Also the reason I used a minute chart was because I tend to switch my Ninja Feed to IB in very fast markets. I don't need tick reads on my CD chart at that point (at which IB sucks anyway), the 1 mn clustering does the job. I have learned to stay away from 3rd party data feeds when we get heavy like this. IB never failed this entire week.
I thought that if you had a strategy that works (I assumed it did work) with two point stops in a low vol enviroment and not to get eaten up by noise, it would have to be a real short time frame of a minute of two or using a short number of ticks. Sounds you got it down with your strategy. Thanks for sharing.
All I did this week was scalp. No need to go for big winners, it was just too freaky. BTW, if you were late on an ES set up, you could quickly jump into GC or ZN and get the move on the slight lag. That saved me more than once, especially when stopped out too early.
Nobody is stopping your from scalping, but it's a shitty expectancy. And the lag-argument is BS in CHF, JPY, GC, ZB(N), etc...
I understand, to each his own. If my trade takes off, then I will ride it, but only if it was after the retest, which invariably occurs at support or resistance, no matter what the time frame. Otherwise, I book the first rip. I more quiet markets, I will split the trade up, always leaving a runner on. But that did not work very well this week, at least for me. It was all hit and run. I am chicken, but I have had too many drawdowns in my life to know how hard it is to come back.

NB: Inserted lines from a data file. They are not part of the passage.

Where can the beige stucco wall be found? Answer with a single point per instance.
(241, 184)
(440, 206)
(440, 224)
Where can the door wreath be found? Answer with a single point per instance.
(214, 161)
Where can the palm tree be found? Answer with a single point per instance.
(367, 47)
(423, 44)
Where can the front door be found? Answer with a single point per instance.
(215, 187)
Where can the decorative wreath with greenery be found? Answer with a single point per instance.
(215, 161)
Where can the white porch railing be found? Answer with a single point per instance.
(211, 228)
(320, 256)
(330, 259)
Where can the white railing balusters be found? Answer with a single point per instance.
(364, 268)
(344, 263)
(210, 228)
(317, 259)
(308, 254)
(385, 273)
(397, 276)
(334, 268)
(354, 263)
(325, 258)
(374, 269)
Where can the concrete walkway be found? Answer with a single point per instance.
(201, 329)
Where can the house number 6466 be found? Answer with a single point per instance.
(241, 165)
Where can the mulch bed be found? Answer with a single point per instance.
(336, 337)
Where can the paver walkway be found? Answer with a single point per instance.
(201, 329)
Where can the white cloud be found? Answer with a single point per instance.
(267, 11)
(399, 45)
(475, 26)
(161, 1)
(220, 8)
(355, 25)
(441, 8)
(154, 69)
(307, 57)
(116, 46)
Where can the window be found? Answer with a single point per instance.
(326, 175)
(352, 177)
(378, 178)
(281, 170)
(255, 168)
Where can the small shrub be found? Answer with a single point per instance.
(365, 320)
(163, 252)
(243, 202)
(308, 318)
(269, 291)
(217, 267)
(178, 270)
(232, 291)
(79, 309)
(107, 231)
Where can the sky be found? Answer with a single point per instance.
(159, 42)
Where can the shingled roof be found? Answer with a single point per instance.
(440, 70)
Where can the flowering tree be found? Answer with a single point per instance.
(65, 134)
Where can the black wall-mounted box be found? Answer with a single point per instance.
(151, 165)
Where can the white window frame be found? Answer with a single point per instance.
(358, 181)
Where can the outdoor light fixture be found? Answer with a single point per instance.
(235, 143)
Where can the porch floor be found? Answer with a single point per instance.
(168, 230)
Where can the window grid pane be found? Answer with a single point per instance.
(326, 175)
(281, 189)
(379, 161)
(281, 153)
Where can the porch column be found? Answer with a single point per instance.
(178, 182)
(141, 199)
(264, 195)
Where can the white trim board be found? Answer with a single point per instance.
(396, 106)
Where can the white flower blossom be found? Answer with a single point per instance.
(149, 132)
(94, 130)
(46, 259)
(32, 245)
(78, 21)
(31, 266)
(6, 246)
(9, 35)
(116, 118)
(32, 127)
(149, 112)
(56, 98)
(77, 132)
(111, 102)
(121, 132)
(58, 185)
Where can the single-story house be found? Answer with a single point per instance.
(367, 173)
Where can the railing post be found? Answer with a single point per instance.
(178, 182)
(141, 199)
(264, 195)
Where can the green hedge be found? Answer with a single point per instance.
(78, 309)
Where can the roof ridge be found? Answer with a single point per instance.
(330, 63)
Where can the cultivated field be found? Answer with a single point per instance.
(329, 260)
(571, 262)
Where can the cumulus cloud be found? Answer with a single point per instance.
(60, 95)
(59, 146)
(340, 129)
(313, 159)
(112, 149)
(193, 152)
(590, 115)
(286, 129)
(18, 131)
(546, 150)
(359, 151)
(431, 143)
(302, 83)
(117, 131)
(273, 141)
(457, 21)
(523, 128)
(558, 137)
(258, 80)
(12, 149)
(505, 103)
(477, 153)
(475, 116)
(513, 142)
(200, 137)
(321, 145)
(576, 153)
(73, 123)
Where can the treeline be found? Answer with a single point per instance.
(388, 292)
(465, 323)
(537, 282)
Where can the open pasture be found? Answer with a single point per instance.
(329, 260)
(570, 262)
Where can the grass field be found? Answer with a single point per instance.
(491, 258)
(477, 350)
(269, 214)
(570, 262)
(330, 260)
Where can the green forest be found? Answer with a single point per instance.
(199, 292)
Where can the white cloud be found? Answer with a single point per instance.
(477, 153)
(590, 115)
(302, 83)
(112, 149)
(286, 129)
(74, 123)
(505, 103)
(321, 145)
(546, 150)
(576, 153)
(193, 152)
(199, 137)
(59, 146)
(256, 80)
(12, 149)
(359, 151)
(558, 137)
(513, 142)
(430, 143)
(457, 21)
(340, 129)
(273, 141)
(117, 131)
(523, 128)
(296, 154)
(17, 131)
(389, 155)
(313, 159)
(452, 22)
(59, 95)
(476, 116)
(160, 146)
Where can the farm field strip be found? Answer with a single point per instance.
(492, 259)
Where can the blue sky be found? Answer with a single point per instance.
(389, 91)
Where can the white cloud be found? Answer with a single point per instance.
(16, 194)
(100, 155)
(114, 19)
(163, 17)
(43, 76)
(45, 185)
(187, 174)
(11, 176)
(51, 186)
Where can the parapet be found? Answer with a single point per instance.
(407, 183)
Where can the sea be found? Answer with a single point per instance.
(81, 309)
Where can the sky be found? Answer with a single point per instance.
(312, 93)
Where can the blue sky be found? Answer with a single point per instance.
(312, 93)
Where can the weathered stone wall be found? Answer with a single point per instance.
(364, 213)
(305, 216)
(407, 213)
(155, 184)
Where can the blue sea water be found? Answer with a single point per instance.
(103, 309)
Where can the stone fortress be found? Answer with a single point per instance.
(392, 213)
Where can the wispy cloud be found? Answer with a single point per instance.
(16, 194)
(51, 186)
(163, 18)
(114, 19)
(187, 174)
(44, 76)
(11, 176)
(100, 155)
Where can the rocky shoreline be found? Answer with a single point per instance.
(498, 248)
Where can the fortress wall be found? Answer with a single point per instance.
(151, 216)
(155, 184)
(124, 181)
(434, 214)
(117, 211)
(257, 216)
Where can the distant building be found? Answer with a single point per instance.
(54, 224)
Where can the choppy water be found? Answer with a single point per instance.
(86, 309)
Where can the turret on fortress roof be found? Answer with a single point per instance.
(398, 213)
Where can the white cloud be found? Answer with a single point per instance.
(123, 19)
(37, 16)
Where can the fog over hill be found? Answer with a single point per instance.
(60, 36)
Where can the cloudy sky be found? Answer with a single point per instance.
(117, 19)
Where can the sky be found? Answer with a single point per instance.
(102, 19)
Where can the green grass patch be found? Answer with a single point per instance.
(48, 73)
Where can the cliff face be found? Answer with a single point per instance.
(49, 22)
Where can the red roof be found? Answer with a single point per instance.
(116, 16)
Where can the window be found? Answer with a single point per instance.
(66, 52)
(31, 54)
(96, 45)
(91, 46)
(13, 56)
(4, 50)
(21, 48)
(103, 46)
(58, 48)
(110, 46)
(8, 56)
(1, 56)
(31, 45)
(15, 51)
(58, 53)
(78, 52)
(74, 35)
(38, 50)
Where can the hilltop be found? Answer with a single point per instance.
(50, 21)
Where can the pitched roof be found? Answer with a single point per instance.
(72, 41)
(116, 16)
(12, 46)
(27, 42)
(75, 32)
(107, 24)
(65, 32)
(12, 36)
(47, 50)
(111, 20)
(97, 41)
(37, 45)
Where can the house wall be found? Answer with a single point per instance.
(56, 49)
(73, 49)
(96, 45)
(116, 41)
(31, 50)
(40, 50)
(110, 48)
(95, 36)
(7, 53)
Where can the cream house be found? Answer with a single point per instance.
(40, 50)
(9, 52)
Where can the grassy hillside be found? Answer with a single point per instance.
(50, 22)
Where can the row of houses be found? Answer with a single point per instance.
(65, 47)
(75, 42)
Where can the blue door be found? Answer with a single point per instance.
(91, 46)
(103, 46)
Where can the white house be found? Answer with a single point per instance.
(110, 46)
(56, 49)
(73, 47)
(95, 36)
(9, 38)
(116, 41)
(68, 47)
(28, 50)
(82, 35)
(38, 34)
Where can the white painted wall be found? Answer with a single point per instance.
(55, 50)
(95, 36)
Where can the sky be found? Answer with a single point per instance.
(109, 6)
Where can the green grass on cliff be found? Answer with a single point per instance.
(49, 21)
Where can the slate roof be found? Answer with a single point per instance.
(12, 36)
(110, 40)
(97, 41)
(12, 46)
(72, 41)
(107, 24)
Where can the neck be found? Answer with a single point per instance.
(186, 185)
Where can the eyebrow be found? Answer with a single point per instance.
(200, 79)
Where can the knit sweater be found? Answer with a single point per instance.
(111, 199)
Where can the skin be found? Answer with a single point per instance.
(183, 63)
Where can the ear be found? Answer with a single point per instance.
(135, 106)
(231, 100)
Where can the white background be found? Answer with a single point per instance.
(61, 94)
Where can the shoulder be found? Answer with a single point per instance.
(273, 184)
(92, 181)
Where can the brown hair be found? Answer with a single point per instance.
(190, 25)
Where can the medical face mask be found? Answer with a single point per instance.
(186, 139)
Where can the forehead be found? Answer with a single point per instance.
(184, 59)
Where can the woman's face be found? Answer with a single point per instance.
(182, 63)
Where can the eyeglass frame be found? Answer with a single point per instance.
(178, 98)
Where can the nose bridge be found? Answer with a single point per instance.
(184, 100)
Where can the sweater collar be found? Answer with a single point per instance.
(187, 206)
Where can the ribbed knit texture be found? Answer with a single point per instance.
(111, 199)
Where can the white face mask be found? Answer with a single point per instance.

That was my point. Enforcing a thread stop of 4 points? I went long at 37 to 74 with less that a 2 point draw. What if it had been 5? That's still better than 6:1.
I use a -2.00 point initial stop in ES trades now, -1.5 point during dull markets. My personal preference is a 1,000 tick chart but that really doesn't matter much... could be a whole slew of similar choices, 1min or 2min, 5k volume, 620 tick, etc The key to stops are entries. If your entry is precise and timed correctly, stops work. If your entry is off, no distance width in stops will make up the difference. "Something bought right is already half sold" is an old saying for good reason. It's not uncommon for a trade sequence to go -2pt, 0pt and +10pt on three entry attempts before price takes off. Many times, those -2pt or 0pt scratches went -5pt or -6pt against before price returned to direction. Wide stops won't make up for poor entries. Correct entries with precision, and sometimes the same entry two - three times before it takes off is the key.
I agree 100%. And there were tons of clean set ups this week that did not require wide stops, just discipline and patience. One caveat: if my entry is right at support or resistance, by the tick if lucky, then I am weary of the 2 point stop, as it will invariably get targeted.
I am not one to do stops of =< 2. or really 3 or 4 for that matter. Doesn't work for me. I balance the risk, by lower position size and trade off of longer time frames (except in crazy markets like the last few days where my charts are shorter time frames). I have not found that tight stops are an assurance for a better entry. Nor have I found wider stops correlate with poor entries.